I'm the author of Experimenting With Babies: 50 Amazing Science Projects You Can Perform on Your Kid, which I hope you'll check out. The book takes published academic studies in various fields of child development -- primitive reflexes, motor skills, cognitive development, language development, social/emotional development, and more -- and adapts them so parents can perform them at home on their own baby, with no special equipment needed. You'll learn how to perform some famous time-tested experiments, as well as new experiments that are adapted from very recent research.
Below is an example of the type of experiment you'll find in the book. It's based on a November 2011 study that deals with perception and cognitive development.
The experiment
Perform this experiment when your baby is between 13 and 15 months old.
For this experiment, you'll need two adults: one to participate in the experiment and one to observe it.
Have one adult sit at a table on which two similar-looking toys are placed, one to his left and one to his right, and place your baby in a high chair opposite him.
Now, you'll perform four 15-second sequences, each separated by a pause of about 15 seconds. For each sequence, the observer should keep track of which of the two toys your baby looks at longer.
1) The adult should turn his head and gaze toward one of the toys for about 15 seconds.
2) The adult should repeat the action, gazing toward the same toy for another 15 seconds.
3) The adult should place his hand between the two toys and stare at the hand for 15 seconds.
4) The adult should exit the room, leaving the two toys undisturbed on the table.
The hypothesis
During the first and second sequences, your baby will look longer at the toy the adult gazes toward.
During the third sequence, she will continue to look longer at the toy the adult gazed toward.
During the fourth sequence, she will look slightly longer at the other toy.
The research
In a 2011 study, 14-month-old babies were shown video clips in which an adult gazed toward one of two toys.
Then, one group of the babies was shown a video clip in which the adult stared at her hand, rather than either of the toys, while another group was shown a video clip in the toys were present but the adult was not.
The study found that the babies in the first group looked much longer at the toy the adult had previously gazed toward, but the babies in the second group looked slightly longer at the other toy.

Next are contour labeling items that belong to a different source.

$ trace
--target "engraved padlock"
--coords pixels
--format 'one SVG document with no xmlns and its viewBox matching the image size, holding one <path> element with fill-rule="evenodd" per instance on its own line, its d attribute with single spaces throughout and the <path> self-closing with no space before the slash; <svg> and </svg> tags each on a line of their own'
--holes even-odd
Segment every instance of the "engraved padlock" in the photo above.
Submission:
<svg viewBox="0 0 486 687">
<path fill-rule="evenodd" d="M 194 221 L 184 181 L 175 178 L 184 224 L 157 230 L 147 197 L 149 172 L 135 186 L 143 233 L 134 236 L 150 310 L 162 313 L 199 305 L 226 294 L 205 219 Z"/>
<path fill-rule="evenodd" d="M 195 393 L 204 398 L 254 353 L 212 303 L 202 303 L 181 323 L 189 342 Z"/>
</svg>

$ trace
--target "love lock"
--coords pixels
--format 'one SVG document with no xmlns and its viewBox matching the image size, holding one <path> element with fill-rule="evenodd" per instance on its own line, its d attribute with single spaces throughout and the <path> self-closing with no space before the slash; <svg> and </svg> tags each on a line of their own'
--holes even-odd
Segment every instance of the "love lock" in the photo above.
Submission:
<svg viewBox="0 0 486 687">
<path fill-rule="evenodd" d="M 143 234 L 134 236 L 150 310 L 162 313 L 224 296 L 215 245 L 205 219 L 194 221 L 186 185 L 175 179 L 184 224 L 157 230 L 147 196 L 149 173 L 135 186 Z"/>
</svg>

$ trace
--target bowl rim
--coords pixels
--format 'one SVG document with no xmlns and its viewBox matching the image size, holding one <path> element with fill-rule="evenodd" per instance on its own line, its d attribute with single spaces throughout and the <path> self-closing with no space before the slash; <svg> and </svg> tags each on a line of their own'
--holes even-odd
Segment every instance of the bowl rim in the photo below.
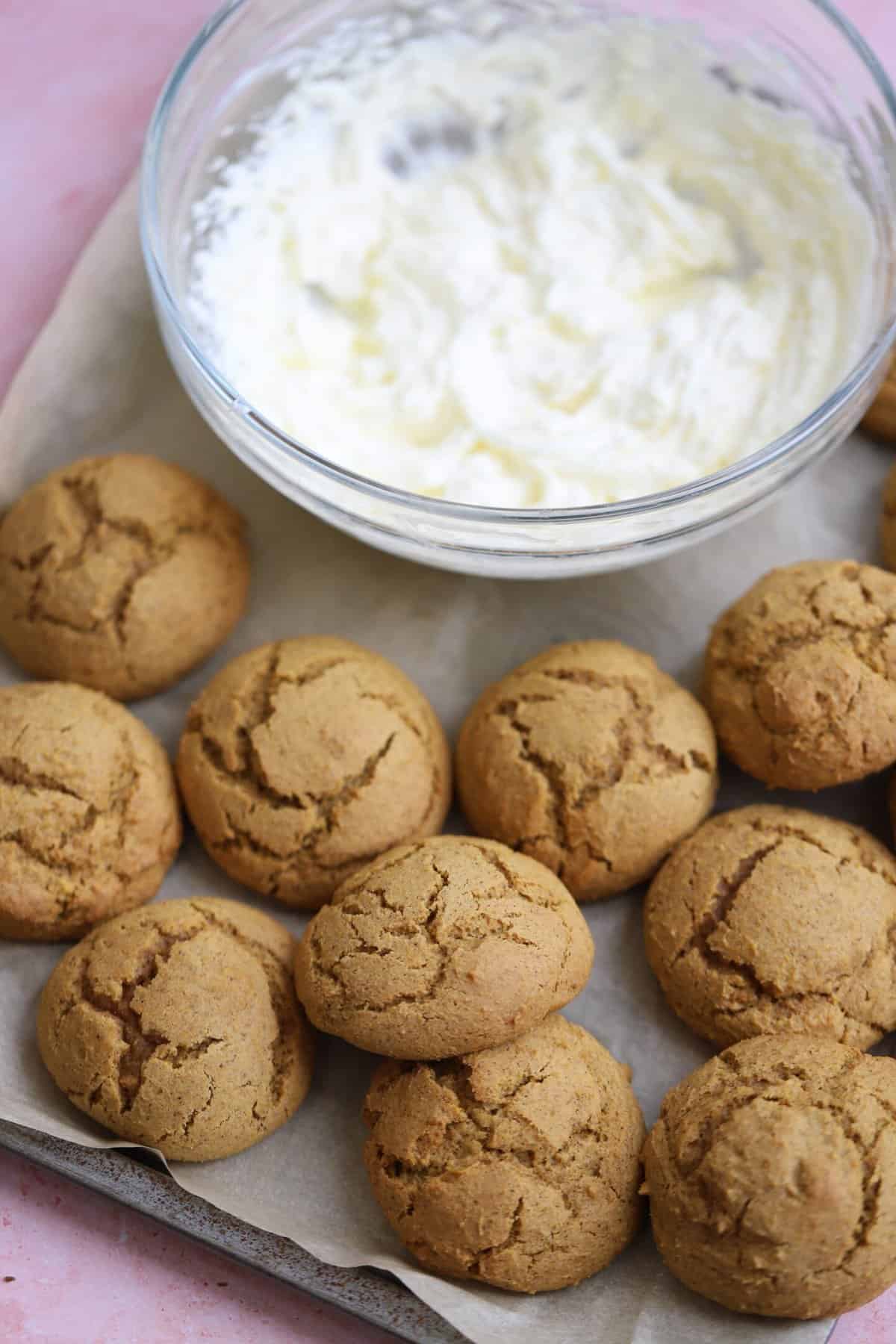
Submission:
<svg viewBox="0 0 896 1344">
<path fill-rule="evenodd" d="M 755 449 L 746 457 L 737 458 L 736 462 L 721 470 L 700 476 L 693 481 L 686 481 L 684 485 L 657 491 L 652 495 L 638 495 L 610 504 L 584 504 L 576 508 L 506 508 L 492 504 L 466 504 L 459 500 L 434 499 L 429 495 L 418 495 L 412 491 L 404 491 L 400 487 L 387 485 L 373 477 L 340 466 L 337 462 L 314 452 L 314 449 L 308 448 L 308 445 L 301 444 L 274 425 L 224 376 L 193 335 L 180 304 L 175 298 L 165 266 L 161 261 L 159 164 L 171 113 L 200 54 L 232 15 L 247 8 L 251 3 L 253 0 L 226 0 L 187 46 L 161 89 L 144 140 L 140 168 L 140 238 L 156 302 L 164 309 L 167 319 L 177 332 L 191 360 L 199 367 L 206 380 L 223 401 L 230 403 L 230 409 L 250 421 L 274 449 L 286 457 L 310 466 L 314 473 L 325 476 L 337 484 L 348 485 L 369 497 L 384 500 L 390 504 L 400 504 L 406 509 L 465 523 L 509 523 L 517 527 L 532 527 L 535 524 L 537 527 L 537 524 L 631 519 L 664 512 L 678 504 L 692 503 L 708 495 L 715 495 L 727 485 L 733 485 L 746 477 L 762 472 L 763 468 L 772 466 L 783 458 L 790 457 L 807 439 L 814 438 L 852 401 L 881 362 L 887 349 L 896 340 L 896 304 L 893 304 L 889 320 L 884 320 L 861 358 L 844 375 L 834 391 L 802 421 L 778 435 L 778 438 L 774 438 L 770 444 Z M 872 75 L 892 117 L 893 134 L 896 136 L 896 87 L 870 44 L 862 38 L 853 22 L 832 4 L 830 0 L 807 0 L 807 3 L 814 5 L 838 30 L 840 35 L 845 38 L 846 43 Z"/>
</svg>

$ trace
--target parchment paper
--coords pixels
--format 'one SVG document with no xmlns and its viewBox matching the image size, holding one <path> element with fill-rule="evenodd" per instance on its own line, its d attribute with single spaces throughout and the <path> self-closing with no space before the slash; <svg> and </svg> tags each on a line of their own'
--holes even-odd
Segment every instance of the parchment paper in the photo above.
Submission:
<svg viewBox="0 0 896 1344">
<path fill-rule="evenodd" d="M 873 558 L 877 497 L 891 456 L 860 437 L 789 496 L 720 538 L 623 574 L 553 583 L 470 579 L 368 550 L 301 512 L 244 469 L 180 390 L 156 333 L 142 273 L 132 187 L 87 247 L 0 413 L 0 503 L 83 453 L 130 449 L 171 457 L 244 509 L 254 540 L 249 616 L 212 664 L 136 706 L 173 751 L 188 704 L 243 649 L 302 633 L 351 636 L 395 659 L 455 734 L 478 691 L 557 640 L 617 637 L 693 681 L 709 622 L 775 563 Z M 0 679 L 17 679 L 0 661 Z M 785 801 L 848 816 L 887 837 L 884 786 L 872 780 Z M 736 771 L 720 806 L 759 800 Z M 191 836 L 161 895 L 253 898 Z M 591 981 L 570 1007 L 634 1068 L 650 1124 L 673 1083 L 709 1054 L 665 1007 L 641 943 L 641 894 L 586 907 L 596 943 Z M 271 910 L 301 930 L 302 919 Z M 62 948 L 0 946 L 0 1111 L 89 1146 L 114 1141 L 55 1090 L 34 1040 L 36 997 Z M 604 1273 L 536 1298 L 465 1288 L 406 1258 L 367 1188 L 361 1097 L 375 1060 L 322 1039 L 309 1101 L 282 1130 L 239 1157 L 176 1164 L 180 1184 L 258 1227 L 292 1236 L 339 1266 L 391 1270 L 476 1344 L 821 1344 L 829 1322 L 737 1317 L 688 1293 L 645 1231 Z"/>
</svg>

The study's author says the results support the idea that 14-month-olds form an association between a person and an object after having seen the person gazing at the object, because the babies preferentially looked at the object even after the person had stopped gazing at it -- but only while the adult was still in close proximity to the object.
The study
Paulus, Markus. "How infants relate looker and object: evidence for a perceptual learning account of gaze following in infancy," Developmental Science 14:6:1301-1310, November 2011.